Sarà stata la magia che regnava nella stanza del tesoro, o forse qualcos’altro, ma l’arco era in condizioni perfette. Susan era molto abile nel nuoto e nel tiro, in un attimo tese l’arco e pizzicò leggermente la corda. La vibrazione rimbombò nella stanza e fu quel suono, più di ogni altro avvenimento della giornata, a riportare la memoria dei ragazzi indietro ai giorni gloriosi. Le battaglie, le cacce e i banchetti più sontuosi balenarono nella mente dei quattro, avanti e indietro. Poi Susan allentò l’arco e sistemò la custodia al fianco.

Fu il turno di Peter: prese i suoi doni, lo scudo con il grande leone rosso e la spada reale. Ci soffiò sopra e li depose a terra per togliere la polvere che li copriva, dopodiché imbracciò lo scudo e si mise la spada al fianco.
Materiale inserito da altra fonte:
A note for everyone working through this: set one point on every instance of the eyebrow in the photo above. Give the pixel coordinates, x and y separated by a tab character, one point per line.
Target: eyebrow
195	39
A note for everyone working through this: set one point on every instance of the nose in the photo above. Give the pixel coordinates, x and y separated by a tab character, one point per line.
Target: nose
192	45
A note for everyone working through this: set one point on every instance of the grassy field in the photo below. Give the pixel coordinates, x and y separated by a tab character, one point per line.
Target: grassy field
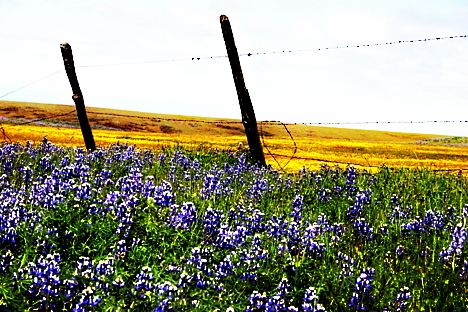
181	220
125	229
311	146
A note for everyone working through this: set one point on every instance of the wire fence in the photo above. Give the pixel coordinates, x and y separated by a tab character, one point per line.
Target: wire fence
259	124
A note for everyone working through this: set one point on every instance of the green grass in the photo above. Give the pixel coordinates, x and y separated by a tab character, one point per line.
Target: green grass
124	207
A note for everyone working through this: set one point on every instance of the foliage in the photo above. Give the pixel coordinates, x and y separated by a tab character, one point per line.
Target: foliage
124	229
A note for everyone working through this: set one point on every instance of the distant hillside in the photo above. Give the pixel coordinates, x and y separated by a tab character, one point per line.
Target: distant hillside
122	120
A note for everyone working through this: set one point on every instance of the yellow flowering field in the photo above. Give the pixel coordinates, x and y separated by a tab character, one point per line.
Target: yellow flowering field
364	149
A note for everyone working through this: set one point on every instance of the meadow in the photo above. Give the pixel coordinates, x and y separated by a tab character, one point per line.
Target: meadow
310	148
170	214
201	229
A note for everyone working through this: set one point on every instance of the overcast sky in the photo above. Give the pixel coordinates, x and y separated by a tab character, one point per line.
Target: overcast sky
400	82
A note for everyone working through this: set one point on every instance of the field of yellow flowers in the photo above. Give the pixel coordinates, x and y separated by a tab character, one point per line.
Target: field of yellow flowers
289	147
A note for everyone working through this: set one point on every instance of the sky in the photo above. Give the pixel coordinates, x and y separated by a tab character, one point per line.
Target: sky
136	42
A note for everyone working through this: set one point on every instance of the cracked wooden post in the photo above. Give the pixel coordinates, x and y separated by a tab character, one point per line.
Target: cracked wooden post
77	97
247	111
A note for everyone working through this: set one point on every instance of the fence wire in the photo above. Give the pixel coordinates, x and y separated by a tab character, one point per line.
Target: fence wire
199	58
260	124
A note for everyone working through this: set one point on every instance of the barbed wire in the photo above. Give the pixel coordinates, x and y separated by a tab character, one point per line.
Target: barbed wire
267	122
35	81
243	54
355	46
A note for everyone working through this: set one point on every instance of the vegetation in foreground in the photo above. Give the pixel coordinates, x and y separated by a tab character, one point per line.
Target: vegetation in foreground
122	229
312	146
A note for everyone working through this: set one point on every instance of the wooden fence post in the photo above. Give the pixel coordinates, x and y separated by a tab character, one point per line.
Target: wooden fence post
77	96
247	111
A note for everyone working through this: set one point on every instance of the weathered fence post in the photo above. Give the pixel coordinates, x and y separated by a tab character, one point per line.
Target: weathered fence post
247	111
77	96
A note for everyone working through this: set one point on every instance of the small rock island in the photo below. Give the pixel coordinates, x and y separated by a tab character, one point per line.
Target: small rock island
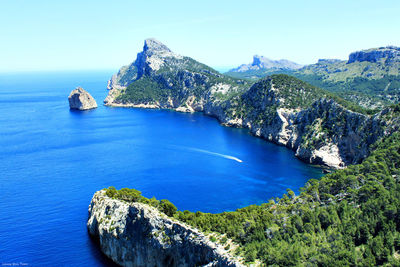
80	99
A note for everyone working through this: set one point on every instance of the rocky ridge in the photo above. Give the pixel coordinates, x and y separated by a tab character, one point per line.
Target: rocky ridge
388	53
280	108
81	100
263	63
160	78
319	130
136	234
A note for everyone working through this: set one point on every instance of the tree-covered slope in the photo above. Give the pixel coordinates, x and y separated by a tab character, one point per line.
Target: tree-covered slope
370	77
161	78
348	218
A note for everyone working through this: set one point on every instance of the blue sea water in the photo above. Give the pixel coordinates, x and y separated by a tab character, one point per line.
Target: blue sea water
52	160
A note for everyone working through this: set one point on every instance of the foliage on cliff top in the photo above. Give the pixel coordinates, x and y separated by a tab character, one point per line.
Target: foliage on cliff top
291	92
133	195
349	217
368	84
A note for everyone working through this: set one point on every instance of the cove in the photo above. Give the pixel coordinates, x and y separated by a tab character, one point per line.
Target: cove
52	161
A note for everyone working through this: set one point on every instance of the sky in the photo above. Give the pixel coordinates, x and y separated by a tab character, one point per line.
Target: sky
78	35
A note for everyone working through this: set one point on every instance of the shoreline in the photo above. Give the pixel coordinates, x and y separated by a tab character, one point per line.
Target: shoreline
324	168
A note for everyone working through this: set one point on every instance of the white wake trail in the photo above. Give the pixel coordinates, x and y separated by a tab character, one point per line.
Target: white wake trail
216	154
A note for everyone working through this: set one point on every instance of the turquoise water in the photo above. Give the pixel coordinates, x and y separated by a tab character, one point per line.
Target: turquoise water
52	160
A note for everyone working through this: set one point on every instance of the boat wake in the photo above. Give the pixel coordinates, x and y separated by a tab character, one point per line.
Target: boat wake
215	154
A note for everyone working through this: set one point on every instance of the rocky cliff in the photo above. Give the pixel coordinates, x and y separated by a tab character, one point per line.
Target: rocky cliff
160	78
306	120
263	63
279	108
136	234
388	53
81	100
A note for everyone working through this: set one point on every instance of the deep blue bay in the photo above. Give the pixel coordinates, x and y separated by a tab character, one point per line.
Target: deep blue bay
52	160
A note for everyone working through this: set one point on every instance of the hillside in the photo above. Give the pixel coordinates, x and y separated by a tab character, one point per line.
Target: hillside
319	126
261	63
348	218
369	77
159	78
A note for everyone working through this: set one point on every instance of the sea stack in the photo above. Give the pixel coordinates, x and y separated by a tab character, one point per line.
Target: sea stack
81	100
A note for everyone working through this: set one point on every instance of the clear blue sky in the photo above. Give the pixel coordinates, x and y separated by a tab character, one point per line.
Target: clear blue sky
46	35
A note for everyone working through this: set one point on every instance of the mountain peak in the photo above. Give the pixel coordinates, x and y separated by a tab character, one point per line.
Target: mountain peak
154	45
263	63
391	53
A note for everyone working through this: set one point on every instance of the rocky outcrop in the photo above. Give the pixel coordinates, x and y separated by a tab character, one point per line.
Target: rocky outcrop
161	78
263	63
81	100
389	53
325	133
136	234
281	109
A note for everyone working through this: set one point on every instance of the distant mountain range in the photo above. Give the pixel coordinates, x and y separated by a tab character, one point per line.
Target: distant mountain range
263	63
350	217
369	77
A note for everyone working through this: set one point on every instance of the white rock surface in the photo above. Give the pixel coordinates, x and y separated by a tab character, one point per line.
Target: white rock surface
81	100
137	234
Per un attimo ebbe paura che si fosse arrugginita e difficile da estrarre; per fortuna non era così e la sguainò con un solo movimento, sollevandola in alto perché brillasse alla luce della torcia.
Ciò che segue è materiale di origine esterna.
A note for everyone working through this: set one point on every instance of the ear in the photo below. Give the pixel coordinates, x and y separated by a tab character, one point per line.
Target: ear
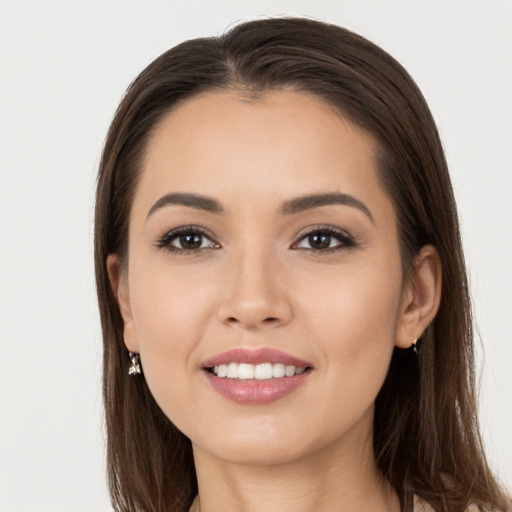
119	283
421	297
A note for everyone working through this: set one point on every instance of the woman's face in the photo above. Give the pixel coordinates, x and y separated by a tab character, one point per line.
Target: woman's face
261	239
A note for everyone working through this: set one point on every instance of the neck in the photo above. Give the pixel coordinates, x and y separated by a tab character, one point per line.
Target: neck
339	477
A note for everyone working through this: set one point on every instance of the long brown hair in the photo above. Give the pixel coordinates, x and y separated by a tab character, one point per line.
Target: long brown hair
426	438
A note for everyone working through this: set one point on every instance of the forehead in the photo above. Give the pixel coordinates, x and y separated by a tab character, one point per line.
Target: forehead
283	142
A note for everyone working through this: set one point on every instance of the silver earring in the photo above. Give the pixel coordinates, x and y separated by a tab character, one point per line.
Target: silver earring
135	368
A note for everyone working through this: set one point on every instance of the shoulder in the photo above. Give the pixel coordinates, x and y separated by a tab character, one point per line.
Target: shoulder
422	506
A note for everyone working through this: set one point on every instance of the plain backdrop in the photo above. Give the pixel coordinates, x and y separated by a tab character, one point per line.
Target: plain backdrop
63	68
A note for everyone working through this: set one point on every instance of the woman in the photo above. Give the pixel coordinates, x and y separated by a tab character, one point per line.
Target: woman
284	301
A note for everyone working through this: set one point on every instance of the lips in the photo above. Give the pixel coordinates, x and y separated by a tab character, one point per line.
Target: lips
255	376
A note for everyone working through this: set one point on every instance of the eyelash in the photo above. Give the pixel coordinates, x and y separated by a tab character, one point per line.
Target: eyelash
346	240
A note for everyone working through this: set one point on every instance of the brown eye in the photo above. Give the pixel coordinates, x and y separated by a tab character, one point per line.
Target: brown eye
186	240
326	239
319	241
190	241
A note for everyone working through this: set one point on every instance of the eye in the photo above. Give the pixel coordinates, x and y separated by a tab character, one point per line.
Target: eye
186	240
328	239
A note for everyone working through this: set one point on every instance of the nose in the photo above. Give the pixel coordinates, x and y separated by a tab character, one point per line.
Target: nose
254	293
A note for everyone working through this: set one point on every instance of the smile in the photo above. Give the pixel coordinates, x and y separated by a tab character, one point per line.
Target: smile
255	377
246	371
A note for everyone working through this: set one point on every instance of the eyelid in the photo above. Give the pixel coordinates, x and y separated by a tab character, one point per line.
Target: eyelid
346	239
163	242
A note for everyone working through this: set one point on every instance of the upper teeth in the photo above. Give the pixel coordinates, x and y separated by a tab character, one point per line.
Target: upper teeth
256	371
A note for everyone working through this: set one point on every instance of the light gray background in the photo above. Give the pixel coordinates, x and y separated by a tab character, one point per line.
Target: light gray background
63	68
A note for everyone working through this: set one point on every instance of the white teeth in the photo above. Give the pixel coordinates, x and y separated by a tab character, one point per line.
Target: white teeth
289	371
246	371
278	370
262	371
232	371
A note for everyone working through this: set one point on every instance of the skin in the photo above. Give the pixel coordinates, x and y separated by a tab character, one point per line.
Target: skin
256	282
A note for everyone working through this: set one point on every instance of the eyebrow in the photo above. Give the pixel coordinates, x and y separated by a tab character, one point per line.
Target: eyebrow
289	207
185	199
316	200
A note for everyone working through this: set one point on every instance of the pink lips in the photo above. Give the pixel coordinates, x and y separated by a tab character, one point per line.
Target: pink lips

— Ecco Rhindon, la mia spada — esclamò. — Con questa ho ucciso il lupo. — Peter aveva parlato con un tono di voce molto diverso da prima, e i fratelli capirono che si trovavano di nuovo al cospetto del Re supremo.

Tacquero per qualche istante, poi ricordarono che dovevano stare attenti a non scaricare le pile.

Tornarono in superficie, accesero un gran fuoco e sedettero l’uno accanto all’altro per scaldarsi. Il selciato era duro e decisamente poco confortevole, ma alla fine caddero tutti e quattro in un sonno profondo.